04/30 Jennifer Miller, Department of Psychological & Brain Sciences, IUB

Emergent properties of flock activity in brown-headed cowbirds (_Molothrus ater) using social networks

Abstract: The purpose of the study was to investigate the vocal and social behavioral measures that contribute to a cowbird's reproductive success. Brown-headed cowbirds are an intriguing species because of their parasitic nature; females lay eggs in other species' nests who raise the young cowbirds to independence. Evolutionists have considered cowbirds as the model species to have a "genetic safety net" that would require no learning for reproduction. Previous research by our lab, however, has demonstrated cowbirds need to learn both social and vocal behavior from older conspecifics in order to be reproductively successful. The present study uses social network techniques to understand individual reproductive success. We studied three flocks composed of juvenile females, adult females and adult males in three large semi-naturalistic aviaries. From March to May, we documented social and vocal behavior in each flock. In early May, the three aviaries were opened to form one large aviary allowing birds the opportunity to interact and mate with individuals from all three flocks. Reproductive measures were collected during both time periods and microsatellite genotyping was conducted to analyze parentage of fertile eggs. Social networks analyses were used to link the reproductive success with social measures.

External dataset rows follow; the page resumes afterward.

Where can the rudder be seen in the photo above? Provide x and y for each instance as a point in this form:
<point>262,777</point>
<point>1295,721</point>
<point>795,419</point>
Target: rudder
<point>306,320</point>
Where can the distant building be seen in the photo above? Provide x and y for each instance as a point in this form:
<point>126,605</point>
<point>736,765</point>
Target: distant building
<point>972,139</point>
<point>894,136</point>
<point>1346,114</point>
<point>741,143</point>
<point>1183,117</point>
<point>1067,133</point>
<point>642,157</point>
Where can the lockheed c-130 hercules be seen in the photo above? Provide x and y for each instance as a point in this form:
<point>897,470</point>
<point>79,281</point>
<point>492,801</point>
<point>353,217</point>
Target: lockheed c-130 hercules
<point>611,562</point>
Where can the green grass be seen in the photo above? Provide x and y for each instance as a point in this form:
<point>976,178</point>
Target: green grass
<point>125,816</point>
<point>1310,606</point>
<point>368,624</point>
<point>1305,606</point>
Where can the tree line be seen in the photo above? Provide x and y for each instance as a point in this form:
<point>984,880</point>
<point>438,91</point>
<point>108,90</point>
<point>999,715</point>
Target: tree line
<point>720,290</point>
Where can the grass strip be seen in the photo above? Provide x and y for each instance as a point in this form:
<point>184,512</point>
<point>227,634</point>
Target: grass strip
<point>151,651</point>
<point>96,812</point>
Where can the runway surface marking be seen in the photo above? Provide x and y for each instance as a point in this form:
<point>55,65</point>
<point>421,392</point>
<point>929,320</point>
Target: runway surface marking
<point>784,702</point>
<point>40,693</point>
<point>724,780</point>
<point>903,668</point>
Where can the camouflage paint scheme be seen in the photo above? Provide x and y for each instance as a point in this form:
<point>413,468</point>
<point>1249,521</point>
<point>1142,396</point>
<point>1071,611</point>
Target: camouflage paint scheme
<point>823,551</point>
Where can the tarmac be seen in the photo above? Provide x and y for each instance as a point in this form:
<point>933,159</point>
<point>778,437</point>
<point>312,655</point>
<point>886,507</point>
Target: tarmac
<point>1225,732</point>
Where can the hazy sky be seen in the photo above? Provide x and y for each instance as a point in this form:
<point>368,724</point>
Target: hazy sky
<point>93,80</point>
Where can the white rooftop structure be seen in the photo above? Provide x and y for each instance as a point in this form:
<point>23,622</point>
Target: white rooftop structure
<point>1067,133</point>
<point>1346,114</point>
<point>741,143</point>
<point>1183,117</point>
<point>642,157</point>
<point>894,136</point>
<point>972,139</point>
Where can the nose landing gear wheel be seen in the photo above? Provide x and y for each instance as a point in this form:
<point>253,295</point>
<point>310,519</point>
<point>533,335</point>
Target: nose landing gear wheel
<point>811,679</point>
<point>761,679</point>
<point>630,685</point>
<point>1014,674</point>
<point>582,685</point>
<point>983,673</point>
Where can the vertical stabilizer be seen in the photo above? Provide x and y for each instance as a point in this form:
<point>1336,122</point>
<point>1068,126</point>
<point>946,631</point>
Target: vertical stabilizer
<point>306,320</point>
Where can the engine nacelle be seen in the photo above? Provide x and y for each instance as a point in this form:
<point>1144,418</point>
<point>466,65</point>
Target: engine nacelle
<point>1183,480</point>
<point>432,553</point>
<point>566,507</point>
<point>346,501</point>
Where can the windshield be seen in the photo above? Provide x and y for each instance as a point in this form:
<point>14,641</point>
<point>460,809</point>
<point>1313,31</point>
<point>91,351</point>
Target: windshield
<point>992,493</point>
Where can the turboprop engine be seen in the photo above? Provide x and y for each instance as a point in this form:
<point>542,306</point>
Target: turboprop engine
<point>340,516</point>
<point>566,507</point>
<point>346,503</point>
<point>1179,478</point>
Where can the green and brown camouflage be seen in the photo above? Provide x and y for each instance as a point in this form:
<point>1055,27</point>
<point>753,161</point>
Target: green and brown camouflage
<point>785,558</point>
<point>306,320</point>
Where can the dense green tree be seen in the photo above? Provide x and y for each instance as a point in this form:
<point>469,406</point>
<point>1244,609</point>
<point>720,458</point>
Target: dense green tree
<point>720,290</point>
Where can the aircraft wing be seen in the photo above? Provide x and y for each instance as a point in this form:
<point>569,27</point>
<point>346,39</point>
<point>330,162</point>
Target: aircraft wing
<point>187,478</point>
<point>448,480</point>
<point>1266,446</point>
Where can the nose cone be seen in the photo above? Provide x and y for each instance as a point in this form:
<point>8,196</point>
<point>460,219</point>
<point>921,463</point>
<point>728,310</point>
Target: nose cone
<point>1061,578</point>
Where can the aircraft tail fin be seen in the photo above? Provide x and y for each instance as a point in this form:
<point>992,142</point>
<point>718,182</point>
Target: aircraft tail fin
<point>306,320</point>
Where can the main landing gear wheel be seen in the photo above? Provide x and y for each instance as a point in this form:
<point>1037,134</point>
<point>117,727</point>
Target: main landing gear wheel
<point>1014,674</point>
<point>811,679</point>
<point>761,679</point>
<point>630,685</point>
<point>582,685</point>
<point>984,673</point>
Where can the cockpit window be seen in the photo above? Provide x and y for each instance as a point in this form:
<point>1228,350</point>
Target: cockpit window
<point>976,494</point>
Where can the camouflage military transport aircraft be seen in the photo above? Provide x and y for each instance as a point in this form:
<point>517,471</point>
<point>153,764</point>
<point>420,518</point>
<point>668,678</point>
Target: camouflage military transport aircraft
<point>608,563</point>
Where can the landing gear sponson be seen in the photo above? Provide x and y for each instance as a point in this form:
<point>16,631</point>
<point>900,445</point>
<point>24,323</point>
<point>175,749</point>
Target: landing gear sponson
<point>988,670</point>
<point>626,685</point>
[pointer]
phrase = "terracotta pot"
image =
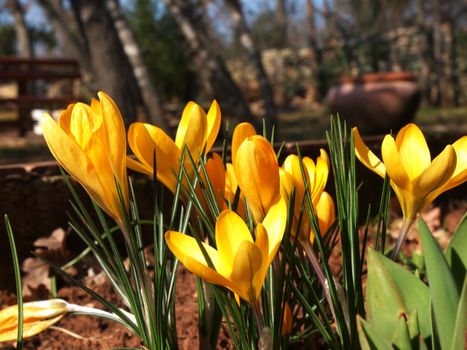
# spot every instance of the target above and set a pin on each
(377, 102)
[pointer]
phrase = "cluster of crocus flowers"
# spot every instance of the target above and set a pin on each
(414, 177)
(310, 176)
(239, 263)
(89, 142)
(196, 132)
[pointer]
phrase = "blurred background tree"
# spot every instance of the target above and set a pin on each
(257, 58)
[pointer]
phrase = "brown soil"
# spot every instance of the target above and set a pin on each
(86, 333)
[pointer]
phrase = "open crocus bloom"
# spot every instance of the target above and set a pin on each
(89, 142)
(37, 316)
(195, 131)
(257, 174)
(316, 175)
(239, 263)
(415, 179)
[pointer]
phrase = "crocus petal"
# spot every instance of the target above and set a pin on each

05/07 Thomas Hills, Department of Psychological & Brain Sciences, IUB.

Search in Mental Landscapes: Characterizing Trajectory in Abstract Human Problem-Solving

Abstract: Search processes characterize a great variety of human and animal behavior. Adaptive search behavior requires an appropriate modulation between exploration and exploitation. The evolution of adaptive search provides unique and interesting insights into human behavior and cognition. We are currently studying search processes in abstract working memory tasks, where individuals are asked to seek answers to problems in spaces that can be characterized as a network of interconnected solutions. Our tasks include anagram and mathematics tasks that ask individuals to find multiple solutions for a given problem. For example, find four letter words in the letter set BLNTAO, or find equations that satisfy "= 8" using the numbers 1,2,3,4,5. Solutions provided by individuals are then characterized as search on a network where edges represent transitions between solutions. We then test the observed networks against putative cognitive hypotheses, defining hypothetical networks based on different estimates of similarity between solutions (e.g., Levenshtein distance and bigram frequencies). In this talk, I will discuss the biological basis for search in human cognition and the progress of our recent research as it investigates trajectories of search in abstract cognitive spaces.